String fieldText = GetFieldCode(fstart);

ArrayList extractedNodes = ExtractContent(bookmarkStart, bookmarkEnd, false);

Document doc2 = GenerateDocument(doc, extractedNodes);

because the methods:
GetFieldCode
ExtractContent
GenerateDocument

are undefined.

Hi Nitin,

Thanks for your query. Please find the code of ExtractContent and GenerateDocument method from following documentation link.

https://docs.aspose.com/words/net/how-to-extract-selected-content-between-nodes-in-a-document/

GetFieldCode method:

private static string GetFieldCode(Aspose.Words.Fields.FieldStart fieldStart)
{
    StringBuilder builder = new StringBuilder();
    for (Node node = fieldStart; node != null && node.NodeType != NodeType.FieldSeparator && node.NodeType != NodeType.FieldEnd; node = node.NextPreOrder(node.Document))
    {
        // Use the text only of Run nodes to avoid duplication.
        if (node.NodeType == NodeType.Run)
            builder.Append(node.GetText());
    }
    return builder.ToString();
}

You can get first image from document by using following code snippet.

Document doc = new Document(MyDir + "tocx.docx");
Shape shape = (Shape)doc.GetChild(NodeType.Shape, 0, true);
if (shape.HasImage)
{
    string imageFileName = string.Format(
        "Image.ExportImages.{0} Out{1}", 1, FileFormatUtil.ImageTypeToExtension(shape.ImageData.ImageType));
    shape.ImageData.Save(MyDir + imageFileName);
}

Regarding your following question, Please see the following code snippet to work with Bookmark.

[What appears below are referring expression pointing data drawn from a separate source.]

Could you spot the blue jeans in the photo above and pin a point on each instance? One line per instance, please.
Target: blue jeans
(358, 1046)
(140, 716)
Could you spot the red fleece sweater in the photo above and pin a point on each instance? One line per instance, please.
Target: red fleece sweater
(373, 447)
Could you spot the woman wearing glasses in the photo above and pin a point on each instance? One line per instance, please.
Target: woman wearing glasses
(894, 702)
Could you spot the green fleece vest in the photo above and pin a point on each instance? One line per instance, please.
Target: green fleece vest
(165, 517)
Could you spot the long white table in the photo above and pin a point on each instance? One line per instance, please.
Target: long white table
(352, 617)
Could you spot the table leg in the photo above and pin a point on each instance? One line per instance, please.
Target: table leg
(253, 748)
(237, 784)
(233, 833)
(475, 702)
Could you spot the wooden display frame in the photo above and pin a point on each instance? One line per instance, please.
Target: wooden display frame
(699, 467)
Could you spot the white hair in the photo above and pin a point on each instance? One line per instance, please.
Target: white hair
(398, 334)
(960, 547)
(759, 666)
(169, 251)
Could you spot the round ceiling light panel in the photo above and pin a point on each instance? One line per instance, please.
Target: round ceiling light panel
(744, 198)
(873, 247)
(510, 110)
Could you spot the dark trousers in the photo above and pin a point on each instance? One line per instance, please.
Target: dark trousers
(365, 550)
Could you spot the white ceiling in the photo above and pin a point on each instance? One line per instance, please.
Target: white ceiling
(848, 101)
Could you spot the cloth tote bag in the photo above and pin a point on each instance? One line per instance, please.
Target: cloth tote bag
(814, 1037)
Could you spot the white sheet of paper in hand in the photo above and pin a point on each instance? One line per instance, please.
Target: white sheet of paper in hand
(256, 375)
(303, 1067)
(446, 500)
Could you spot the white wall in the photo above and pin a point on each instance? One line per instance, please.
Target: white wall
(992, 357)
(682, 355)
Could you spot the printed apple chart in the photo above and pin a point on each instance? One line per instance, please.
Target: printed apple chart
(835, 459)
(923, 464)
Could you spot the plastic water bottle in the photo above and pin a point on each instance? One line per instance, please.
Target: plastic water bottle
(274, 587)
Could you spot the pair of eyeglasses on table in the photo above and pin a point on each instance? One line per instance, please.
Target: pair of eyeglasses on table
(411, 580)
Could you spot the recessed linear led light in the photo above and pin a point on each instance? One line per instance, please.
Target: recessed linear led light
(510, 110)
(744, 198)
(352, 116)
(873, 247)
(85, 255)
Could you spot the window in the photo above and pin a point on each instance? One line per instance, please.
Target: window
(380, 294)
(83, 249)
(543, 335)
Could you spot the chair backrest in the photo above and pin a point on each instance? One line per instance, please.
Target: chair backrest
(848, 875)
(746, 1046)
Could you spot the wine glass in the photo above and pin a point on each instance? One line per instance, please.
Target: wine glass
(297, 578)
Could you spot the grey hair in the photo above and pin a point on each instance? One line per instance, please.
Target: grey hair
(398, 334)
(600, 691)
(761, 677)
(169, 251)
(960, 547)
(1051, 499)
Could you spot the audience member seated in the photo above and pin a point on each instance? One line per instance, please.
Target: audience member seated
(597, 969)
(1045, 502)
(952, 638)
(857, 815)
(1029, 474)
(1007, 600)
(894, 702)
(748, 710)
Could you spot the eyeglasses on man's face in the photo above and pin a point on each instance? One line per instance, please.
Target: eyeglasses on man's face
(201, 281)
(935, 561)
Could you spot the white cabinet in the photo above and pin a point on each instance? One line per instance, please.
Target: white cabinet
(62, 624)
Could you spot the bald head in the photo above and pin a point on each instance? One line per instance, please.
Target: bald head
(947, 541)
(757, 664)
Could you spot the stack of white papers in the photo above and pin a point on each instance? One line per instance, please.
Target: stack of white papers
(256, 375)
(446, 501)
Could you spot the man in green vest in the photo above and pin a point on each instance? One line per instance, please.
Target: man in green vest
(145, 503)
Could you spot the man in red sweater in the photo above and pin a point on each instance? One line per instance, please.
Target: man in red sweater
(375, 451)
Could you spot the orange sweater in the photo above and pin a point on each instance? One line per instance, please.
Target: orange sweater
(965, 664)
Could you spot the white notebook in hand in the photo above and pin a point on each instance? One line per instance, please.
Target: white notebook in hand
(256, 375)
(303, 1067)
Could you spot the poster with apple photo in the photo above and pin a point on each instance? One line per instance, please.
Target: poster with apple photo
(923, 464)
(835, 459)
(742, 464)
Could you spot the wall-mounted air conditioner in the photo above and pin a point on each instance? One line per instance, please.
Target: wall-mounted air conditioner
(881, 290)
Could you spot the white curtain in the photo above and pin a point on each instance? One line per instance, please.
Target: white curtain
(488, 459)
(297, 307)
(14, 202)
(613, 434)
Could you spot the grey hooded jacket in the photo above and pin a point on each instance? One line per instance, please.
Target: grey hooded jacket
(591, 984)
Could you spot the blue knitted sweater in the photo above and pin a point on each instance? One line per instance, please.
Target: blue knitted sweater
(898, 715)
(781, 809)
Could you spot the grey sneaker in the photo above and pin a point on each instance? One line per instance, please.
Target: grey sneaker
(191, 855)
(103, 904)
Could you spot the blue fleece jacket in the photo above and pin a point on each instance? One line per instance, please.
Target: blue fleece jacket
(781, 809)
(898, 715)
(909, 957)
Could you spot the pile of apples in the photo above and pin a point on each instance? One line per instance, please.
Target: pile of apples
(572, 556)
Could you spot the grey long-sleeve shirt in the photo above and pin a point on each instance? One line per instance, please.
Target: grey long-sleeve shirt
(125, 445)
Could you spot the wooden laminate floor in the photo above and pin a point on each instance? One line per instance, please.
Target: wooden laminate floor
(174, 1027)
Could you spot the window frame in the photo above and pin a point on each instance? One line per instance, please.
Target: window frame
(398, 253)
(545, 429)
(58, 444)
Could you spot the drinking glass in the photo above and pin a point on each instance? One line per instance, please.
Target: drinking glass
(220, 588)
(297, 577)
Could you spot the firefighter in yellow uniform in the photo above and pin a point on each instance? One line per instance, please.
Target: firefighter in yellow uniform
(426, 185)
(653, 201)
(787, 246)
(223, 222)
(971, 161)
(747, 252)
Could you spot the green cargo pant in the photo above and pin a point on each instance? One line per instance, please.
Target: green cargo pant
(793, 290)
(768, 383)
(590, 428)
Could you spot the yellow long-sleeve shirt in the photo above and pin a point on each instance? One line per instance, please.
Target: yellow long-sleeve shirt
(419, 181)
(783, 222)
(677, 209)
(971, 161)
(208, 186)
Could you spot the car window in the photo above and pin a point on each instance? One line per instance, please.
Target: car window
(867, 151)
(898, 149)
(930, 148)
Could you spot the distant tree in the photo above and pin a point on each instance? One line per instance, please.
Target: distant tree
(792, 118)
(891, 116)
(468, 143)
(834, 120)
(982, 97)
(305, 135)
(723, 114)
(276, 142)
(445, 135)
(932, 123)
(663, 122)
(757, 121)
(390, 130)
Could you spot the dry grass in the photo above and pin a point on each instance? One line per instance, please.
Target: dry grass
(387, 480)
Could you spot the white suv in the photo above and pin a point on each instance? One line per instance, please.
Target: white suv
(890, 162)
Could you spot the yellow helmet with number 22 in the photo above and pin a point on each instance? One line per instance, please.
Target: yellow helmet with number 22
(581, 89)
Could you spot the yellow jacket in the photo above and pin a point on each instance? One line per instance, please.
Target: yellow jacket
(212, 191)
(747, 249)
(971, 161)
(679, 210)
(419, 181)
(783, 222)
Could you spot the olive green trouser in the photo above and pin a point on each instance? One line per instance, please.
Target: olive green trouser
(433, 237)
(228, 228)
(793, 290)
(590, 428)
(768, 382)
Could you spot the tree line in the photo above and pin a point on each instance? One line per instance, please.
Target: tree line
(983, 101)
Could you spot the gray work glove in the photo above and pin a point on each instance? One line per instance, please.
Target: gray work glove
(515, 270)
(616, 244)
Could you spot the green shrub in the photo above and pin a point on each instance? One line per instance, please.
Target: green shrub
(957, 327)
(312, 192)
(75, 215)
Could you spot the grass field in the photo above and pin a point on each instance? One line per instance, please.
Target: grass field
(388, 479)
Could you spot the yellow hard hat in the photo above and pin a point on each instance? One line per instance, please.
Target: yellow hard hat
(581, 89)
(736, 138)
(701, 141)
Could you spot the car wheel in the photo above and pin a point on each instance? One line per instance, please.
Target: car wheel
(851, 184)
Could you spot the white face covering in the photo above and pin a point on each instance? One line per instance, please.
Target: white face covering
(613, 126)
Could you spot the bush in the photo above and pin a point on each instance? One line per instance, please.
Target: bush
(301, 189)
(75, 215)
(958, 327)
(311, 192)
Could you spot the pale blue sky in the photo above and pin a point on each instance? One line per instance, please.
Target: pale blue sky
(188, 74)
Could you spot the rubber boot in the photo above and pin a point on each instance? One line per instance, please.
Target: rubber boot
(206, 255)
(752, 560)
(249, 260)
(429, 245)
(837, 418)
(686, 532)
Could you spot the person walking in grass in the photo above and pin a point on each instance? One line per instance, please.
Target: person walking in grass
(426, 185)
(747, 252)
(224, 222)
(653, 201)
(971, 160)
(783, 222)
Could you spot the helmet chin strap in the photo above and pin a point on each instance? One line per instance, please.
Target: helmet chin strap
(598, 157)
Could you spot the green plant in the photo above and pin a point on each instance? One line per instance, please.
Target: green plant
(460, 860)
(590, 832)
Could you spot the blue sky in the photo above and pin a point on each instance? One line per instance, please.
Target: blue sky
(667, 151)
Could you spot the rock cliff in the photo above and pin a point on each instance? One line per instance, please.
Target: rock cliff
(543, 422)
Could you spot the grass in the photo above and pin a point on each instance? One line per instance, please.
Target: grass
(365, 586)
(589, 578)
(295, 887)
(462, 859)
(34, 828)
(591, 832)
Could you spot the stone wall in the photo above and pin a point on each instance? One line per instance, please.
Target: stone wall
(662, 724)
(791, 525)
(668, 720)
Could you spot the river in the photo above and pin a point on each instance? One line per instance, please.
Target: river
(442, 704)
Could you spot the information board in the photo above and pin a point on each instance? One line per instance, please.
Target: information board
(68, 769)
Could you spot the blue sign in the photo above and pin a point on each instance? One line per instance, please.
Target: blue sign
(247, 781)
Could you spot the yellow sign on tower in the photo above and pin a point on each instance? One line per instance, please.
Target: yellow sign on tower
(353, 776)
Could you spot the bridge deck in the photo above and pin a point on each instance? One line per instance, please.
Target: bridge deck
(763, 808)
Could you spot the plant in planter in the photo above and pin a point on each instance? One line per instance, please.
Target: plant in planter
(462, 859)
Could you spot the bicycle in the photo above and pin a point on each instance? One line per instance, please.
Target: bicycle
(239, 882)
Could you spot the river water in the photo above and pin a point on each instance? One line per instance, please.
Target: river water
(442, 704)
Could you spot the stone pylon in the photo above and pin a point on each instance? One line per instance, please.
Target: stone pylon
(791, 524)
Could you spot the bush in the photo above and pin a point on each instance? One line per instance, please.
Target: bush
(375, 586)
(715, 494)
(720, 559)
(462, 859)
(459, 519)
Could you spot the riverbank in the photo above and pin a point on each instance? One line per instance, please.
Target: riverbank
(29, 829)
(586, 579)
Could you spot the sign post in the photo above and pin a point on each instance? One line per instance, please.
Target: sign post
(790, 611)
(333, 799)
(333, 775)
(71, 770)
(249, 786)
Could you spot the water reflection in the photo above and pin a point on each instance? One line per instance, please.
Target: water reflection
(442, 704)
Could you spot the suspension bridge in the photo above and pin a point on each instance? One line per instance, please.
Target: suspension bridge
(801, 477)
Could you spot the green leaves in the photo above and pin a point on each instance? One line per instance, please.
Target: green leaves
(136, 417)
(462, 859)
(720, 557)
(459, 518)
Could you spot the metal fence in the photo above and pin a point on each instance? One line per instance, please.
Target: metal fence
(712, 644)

Please let us know if this does not help you.

3. How can I enumerate the book marks in the word doc?

Document doc = new Document(MyDir + "tocx.docx");
Console.WriteLine(doc.Range.Bookmarks.Count);
foreach (Aspose.Words.Bookmark bookmark in doc.Range.Bookmarks)
{
    // your code
}

Hope this answers your queries. Please let us know if you have any more queries.

Hi Nitin! Hi Tahir!

I´m sorry for writing in this thread, but I have a similar requirement and your code helped me a lot.

I have to further questions and would be very glad if you could help me.

  1. Is it possible to get information about how many pages the TOC is using?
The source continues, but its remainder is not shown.